Most of the pain centers around programming languages, and libraries, which are all at different stages of the transition from ascii and other legacy encodings to unicode.
- If you're using C, you likely deal with all characters as raw bytes, and rely on the backwards compatability built into UTF-8, or you go to long lengths to manually deal with wide characters, so you can intelligently manipulate strings. The transition has barely begin, and will, apparently, never end.
- If you're using perl (at least like I do in ikiwiki), everything is (probably) unicode internally, but every time you call a library or do IO you have to manually deal with conversions, that are generally not even documented. You constantly find new encoding bugs. (If you're lucky, you don't find outright language bugs... I have.) You're at a very uncomfortable midpoint of the transition.

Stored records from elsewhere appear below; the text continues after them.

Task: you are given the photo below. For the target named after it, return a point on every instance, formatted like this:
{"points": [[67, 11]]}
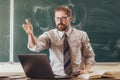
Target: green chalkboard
{"points": [[99, 18], [4, 30]]}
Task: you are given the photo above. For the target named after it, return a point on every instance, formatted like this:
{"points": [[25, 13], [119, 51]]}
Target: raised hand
{"points": [[28, 28]]}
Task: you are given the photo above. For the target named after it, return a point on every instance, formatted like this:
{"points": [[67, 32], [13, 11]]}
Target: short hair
{"points": [[66, 9]]}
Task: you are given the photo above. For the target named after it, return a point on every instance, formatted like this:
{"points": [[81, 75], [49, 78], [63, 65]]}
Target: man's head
{"points": [[63, 17]]}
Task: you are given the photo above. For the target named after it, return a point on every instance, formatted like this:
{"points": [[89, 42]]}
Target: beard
{"points": [[62, 27]]}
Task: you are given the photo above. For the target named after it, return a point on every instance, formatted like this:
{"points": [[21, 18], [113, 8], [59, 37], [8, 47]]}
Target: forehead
{"points": [[60, 13]]}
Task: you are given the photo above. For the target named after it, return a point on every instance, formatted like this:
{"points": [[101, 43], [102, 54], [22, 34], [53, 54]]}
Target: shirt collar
{"points": [[61, 33]]}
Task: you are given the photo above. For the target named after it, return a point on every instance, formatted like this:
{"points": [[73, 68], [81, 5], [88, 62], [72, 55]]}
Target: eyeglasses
{"points": [[63, 18]]}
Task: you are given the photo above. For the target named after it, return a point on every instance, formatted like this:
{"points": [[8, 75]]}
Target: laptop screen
{"points": [[36, 66]]}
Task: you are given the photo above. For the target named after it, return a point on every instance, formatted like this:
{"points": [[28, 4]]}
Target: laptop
{"points": [[37, 66]]}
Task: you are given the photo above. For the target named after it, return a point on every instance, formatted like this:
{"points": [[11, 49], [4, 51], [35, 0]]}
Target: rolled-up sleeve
{"points": [[43, 42], [87, 51]]}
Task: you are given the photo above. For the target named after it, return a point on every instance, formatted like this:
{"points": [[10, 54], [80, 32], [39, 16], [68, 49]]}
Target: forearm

- If you're using haskell, or probably lots of other languages like python and ruby, everything is unicode all the time.. except for when it's not.
- If you're using javascript, the transition is basically complete.
My most recent pain is because the haskell GHC compiler is moving along in the transition, getting closer to the end. Or at least finishing the second 80% and moving into the third 80%. (This is not a quick transition..)
The change involves filename encodings, a situation that, at least on unix systems, is a vast mess of its own. Any filename, anywhere, can be in any encoding, and there's no way to know what's the right one, if you dislike guessing.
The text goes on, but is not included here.